突然後ろから怒号が飛んできて、私は驚いて振り返った。

そこには、鬼のような形相の土方さんが。



名前「ひ、土方さん!?いつからそこに、」

土方「馬鹿野郎!!!何考えてやがる!!!」

名前「ひいっ!!」



大声で頭から怒鳴りつけられて、私は思わず身をすくめる。

私の脇差は、無理やり土方さんにもぎ取られた。



名前「……あ、いや、これはその、」

土方「鞘も渡せ。

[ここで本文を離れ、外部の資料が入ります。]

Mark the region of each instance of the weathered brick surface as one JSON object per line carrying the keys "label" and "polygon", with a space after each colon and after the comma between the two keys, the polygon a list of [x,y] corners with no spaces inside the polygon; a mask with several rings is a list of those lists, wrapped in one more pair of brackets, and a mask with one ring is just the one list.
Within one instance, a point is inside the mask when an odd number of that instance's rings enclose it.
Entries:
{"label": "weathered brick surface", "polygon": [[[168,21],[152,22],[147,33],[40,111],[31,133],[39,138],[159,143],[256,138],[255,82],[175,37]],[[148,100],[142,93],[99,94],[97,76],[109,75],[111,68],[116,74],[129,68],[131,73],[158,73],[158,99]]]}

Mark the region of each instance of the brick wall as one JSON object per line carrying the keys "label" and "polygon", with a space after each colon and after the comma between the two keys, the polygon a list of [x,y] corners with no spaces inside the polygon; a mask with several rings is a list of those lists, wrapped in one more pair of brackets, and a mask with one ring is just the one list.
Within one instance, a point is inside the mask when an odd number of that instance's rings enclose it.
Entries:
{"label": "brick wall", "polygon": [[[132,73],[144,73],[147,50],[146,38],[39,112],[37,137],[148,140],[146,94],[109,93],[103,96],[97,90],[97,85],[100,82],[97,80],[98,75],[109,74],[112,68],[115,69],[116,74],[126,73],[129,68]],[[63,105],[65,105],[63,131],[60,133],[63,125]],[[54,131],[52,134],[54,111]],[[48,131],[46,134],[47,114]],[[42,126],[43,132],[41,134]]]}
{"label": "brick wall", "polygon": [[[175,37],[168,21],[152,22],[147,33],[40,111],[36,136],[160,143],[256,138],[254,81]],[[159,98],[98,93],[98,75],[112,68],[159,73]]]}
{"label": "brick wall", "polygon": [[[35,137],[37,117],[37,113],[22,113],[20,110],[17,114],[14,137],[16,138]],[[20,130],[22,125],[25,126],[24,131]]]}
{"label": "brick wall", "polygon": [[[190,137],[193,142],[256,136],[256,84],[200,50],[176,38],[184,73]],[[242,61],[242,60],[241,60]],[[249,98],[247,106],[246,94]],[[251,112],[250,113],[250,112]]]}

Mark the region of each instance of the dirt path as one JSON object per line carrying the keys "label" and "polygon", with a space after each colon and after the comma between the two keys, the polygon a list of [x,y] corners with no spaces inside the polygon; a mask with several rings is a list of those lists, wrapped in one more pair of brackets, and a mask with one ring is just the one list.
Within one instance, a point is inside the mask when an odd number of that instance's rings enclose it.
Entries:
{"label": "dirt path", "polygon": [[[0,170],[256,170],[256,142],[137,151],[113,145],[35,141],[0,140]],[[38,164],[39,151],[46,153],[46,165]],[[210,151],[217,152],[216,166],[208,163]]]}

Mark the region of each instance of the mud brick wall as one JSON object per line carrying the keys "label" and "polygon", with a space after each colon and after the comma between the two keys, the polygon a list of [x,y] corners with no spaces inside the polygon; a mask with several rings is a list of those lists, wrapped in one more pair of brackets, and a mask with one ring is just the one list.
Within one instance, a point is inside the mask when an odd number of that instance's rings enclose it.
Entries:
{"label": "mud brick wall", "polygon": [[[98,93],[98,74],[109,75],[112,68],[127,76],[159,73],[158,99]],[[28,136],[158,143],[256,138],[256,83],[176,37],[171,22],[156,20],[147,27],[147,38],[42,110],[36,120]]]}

没収だ」

名前「……はい」



私は渋々と鞘を土方さんに渡した。



土方「どういうわけか説明しろ」



私を見下ろす土方さんの目が、怒りで燃えている。

久しぶりに土方さんの本気ギレモード見た気がする……。



名前「いや、その……みんなに迷惑かけてばっかりだし、だったら元の時代に帰ろうかなーって……」

土方「……心臓を貫けば、元いた世界に帰れるってのか?」

名前「………それは、わからないですけど………」

土方「……お前なあ、……」



土方さんは呆れたように大きなため息をついた。
そのまま土方さんは私のすぐ隣に膝を着く。

そして、


──── ふわり、と土方さんの匂いに包まれた。


………え、待って。
状況が理解できないんですが。

目の前には、見慣れた紫色の着物。

え、ちょっと待って。
これ、抱きしめられてね……?

普段の土方さんからは想像もできない行動に、私はポカンと口を開けていた。



土方「……苗字。お前が元いた世界に帰ろうが、それはお前の自由だ。……だがな、お前を必要としている奴もいるんだよ。そいつらの為にも、よく考えて行動しやがれ」



それは土方さんもですか?と聞こうとして口を噤む。

そんな事を言えば確実に私の頭に鉄拳が落ちてくるからだ。



名前「……す、すみません、でした……」



私が素直に謝れば、土方さんは何も言わずに私から離れた。

そして私の刀を持って立ち上がる。



土方「……いつでも戻って来い」

名前「……え、」



土方さんはそう言うと、部屋から出て行ってしまった。
几帳面なあの人が、障子戸を閉めずに。

……これ、来いってことだよね?
てかさっきそう言ってたもんね。

……でも迷惑じゃ、ないのかなぁ。



"お前を必要としている奴もいるんだよ。"



土方さんの先程の言葉が脳内で木霊する。

……本当だったら、嬉しいな。
土方さんは嘘を付くような人じゃないし……。
それならちょっとだけ、あっちに行ってみようかな。


そして私は1週間ぶりに、厠と風呂以外で部屋の外に出た……。